Robin Hood VR retelling among rural 5G projects
Image credit: Nottinghamshire County Council
The Department for Digital, Culture, Media, and Sport has announced that rural areas such as Sherwood Forest will host research projects relating to next generation 5G technology.
The Rural Connected Communities competition welcomed entries from across the UK, calling for projects making use of 5G. The nine winners of the competition will receive a share of the £35m in government funding dedicated to finding new ways for all areas of the UK to take up 5G and other technologies.
The winners include an air and sea search and rescue services trial in Dorset, a project based in Nottinghamshire’s Sherwood Forest, and other trials in Yorkshire, Gwent, Monmouthshire, Orkney, Wiltshire, Shropshire, and Worcestershire. The government says that there are plans to expand into Northern Ireland.
The Sherwood Forest-based project will involve retelling the legend of Robin Hood in a 3D VR experience: one element of the creation of a world-first '5G Connected Forest'. The project will also involve the testing of semi-autonomous visitor transport vehicles and testing of drones and other robots to survey the forest.

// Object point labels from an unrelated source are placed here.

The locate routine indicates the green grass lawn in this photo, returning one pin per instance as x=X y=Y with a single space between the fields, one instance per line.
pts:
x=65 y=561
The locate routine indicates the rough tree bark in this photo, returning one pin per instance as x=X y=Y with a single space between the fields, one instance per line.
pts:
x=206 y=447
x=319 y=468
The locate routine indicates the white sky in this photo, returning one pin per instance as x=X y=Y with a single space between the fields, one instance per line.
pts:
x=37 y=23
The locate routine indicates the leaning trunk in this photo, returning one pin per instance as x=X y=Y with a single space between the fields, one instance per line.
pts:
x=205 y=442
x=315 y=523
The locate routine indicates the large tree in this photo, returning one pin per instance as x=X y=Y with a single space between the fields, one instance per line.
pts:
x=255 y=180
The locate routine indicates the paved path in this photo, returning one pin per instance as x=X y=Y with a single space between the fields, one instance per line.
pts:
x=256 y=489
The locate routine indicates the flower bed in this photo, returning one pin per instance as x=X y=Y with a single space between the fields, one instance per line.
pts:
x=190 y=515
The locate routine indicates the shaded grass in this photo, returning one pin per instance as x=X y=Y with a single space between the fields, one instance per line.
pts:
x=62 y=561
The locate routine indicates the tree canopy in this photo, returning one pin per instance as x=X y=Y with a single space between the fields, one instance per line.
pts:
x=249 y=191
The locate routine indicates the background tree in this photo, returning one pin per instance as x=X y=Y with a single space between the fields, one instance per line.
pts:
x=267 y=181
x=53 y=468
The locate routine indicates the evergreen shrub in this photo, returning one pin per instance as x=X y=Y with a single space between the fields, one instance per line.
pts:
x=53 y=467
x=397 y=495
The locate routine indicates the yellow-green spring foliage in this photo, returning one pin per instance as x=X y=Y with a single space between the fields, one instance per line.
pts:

“It will be situated in the ancient royal forest of Sherwood, which has been wooded since the end of the last Glacial Period,” said Kay Cutts, leader of Nottingham County Council. “There is no better opportunity to trial 5G in a forest setting anywhere else in the UK – not just for the area’s geography, but for its rich and fascinating history.”
The CoCore project in South East Wales, which is being awarded £5m in funding, will connect communities across Monmouthshire and Blaenau Gwent, hopefully providing opportunities in farming security and “immersive tourism”.
Digital Secretary Oliver Dowden commented: “We’re determined to make the UK a world leader in 5G and deliver on our promise to improve connections for people and businesses across the country. Today we’re announcing new funding to seize the new opportunities this technology will offer us.”
“This includes seeing how it could create new jobs in the countryside, make businesses more productive and unleash even more ideas in our cutting-edge creative industries.”
The government also announced the launch of a £30m open competition '5G Create', which calls for new opportunities to use 5G in film, TV, video games, logistics, and tourism, such as supporting the expansion of esports in the UK. According to a government statement, these trials will “allow the UK to grasp an early advantage by using the new applications 5G networks can enable”.
The government qualified that no equipment from “high-risk” vendors would play a role in the winning projects, allaying concerns about China’s divisive telecommunications giant Huawei Technologies. Huawei was recently given the green light to provide a limited amount of equipment for non-core parts of the UK’s 5G network, provoking fury from the Trump administration in the United States.
The competition will open in March and close at the end of June.